Mit das nächste, was meine Aufmerksamkeit fesselte, war das Seenotrettungskreuzer „Ernst-Meier-Hedde“, der am vorderen Ende des Hafenbeckens gut vertäut lag. ‚Hast Du schon gesehen?‘ foppte mich Alexander, als er aus dem Cockpit zurück in den Niedergang schaute. Klar, hab‘ ich! Ich hatte schon den Kopf aus der Vorschiffsluke gestreckt, gleich morgens nach dem Aufwachen, um den neuen Tag auf dem Meer zu begrüßen. Die „Ernst-Meier-Hedde“ hatten wir lustigerweise gerade sehr ausführlich beim Tag der Seenotretter kennengelernt. Einer der wenigen positiven Aspekte der neuen Seuche: cornonabedingt war das Event in diesem Jahr ins Internet verlagert worden wie so vieles. Die Crew der „Ernst-Meier-Hedde“ hatte ein Video über ihr Schiff gedreht, das uns in alle Einzelheiten spähen ließ. Jetzt lag sie also hier vor uns im Sonnenschein, und ihr Tochterboot, die „Lotte“, schien vor guter Laune nur so zu blitzen.

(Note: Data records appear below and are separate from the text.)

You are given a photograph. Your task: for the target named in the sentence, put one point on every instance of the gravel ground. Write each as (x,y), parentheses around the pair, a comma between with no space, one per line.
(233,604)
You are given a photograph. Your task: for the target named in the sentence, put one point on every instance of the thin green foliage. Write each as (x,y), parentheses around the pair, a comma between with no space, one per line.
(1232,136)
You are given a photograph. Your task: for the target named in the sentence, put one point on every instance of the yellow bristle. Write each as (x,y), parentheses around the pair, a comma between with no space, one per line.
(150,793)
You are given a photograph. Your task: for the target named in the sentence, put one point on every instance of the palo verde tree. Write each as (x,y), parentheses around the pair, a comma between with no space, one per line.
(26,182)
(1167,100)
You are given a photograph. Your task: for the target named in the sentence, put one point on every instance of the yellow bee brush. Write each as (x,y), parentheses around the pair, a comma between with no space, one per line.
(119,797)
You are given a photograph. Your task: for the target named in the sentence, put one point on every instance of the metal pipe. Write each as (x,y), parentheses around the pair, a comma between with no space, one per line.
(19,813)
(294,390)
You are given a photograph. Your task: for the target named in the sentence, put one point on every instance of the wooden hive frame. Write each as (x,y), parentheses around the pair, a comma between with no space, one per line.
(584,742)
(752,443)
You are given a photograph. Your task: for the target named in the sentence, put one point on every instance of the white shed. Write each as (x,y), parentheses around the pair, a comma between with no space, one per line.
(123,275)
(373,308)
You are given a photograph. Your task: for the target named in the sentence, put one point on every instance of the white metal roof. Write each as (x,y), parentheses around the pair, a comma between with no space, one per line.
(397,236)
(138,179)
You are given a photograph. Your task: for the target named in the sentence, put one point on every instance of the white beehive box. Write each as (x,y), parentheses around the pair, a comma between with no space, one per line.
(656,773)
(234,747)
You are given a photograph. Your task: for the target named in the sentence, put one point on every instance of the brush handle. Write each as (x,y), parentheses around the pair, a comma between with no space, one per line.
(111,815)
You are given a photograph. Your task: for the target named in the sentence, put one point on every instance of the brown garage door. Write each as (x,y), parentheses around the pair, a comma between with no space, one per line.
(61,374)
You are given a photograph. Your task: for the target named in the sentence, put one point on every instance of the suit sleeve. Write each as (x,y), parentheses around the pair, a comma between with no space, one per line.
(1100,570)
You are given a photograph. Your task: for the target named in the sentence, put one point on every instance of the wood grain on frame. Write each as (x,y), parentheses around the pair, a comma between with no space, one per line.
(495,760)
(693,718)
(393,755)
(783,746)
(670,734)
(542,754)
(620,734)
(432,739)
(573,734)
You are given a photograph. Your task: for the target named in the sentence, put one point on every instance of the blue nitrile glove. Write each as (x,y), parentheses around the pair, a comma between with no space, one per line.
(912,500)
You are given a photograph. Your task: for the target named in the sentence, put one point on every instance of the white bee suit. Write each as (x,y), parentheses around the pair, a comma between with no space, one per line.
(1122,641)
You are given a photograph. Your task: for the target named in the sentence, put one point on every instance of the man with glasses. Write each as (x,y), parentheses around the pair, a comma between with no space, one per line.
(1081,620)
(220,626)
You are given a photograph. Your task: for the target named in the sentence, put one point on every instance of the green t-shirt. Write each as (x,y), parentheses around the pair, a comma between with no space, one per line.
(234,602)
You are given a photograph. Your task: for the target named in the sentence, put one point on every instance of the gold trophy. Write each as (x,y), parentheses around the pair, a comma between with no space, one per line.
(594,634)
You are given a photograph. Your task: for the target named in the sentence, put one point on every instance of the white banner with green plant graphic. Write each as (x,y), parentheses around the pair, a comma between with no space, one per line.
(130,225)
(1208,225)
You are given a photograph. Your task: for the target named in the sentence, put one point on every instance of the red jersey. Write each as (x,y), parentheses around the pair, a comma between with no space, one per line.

DGzRS-Seenotrettungskreuzer „Ernst-Meier-Hedde“
DGzRS-Seenotrettungskreuzer „Ernst-Meier-Hedde“

Die Insel brachte für uns nicht nur eine heiße Dusche und frische Brötchen zum Frühstück mit sich, sondern auch etwas Zeit zum Vertrödeln mit Sonne, Strand und Meer. Als Kind war ich einmal zu einem Tagesausflug von Föhr aus auf dieser Insel gewesen. Ich erinnerte mich an einen schier endlos langen Sandstrand. Aber vielleicht waren das auch nur die Erinnerungen, die von den Familienfotoalben übriggeblieben waren. Ziemlich sicher bin ich mir aber, dass ich damals zum letzten Mal in meinem Leben Polo-Shirts getragen habe.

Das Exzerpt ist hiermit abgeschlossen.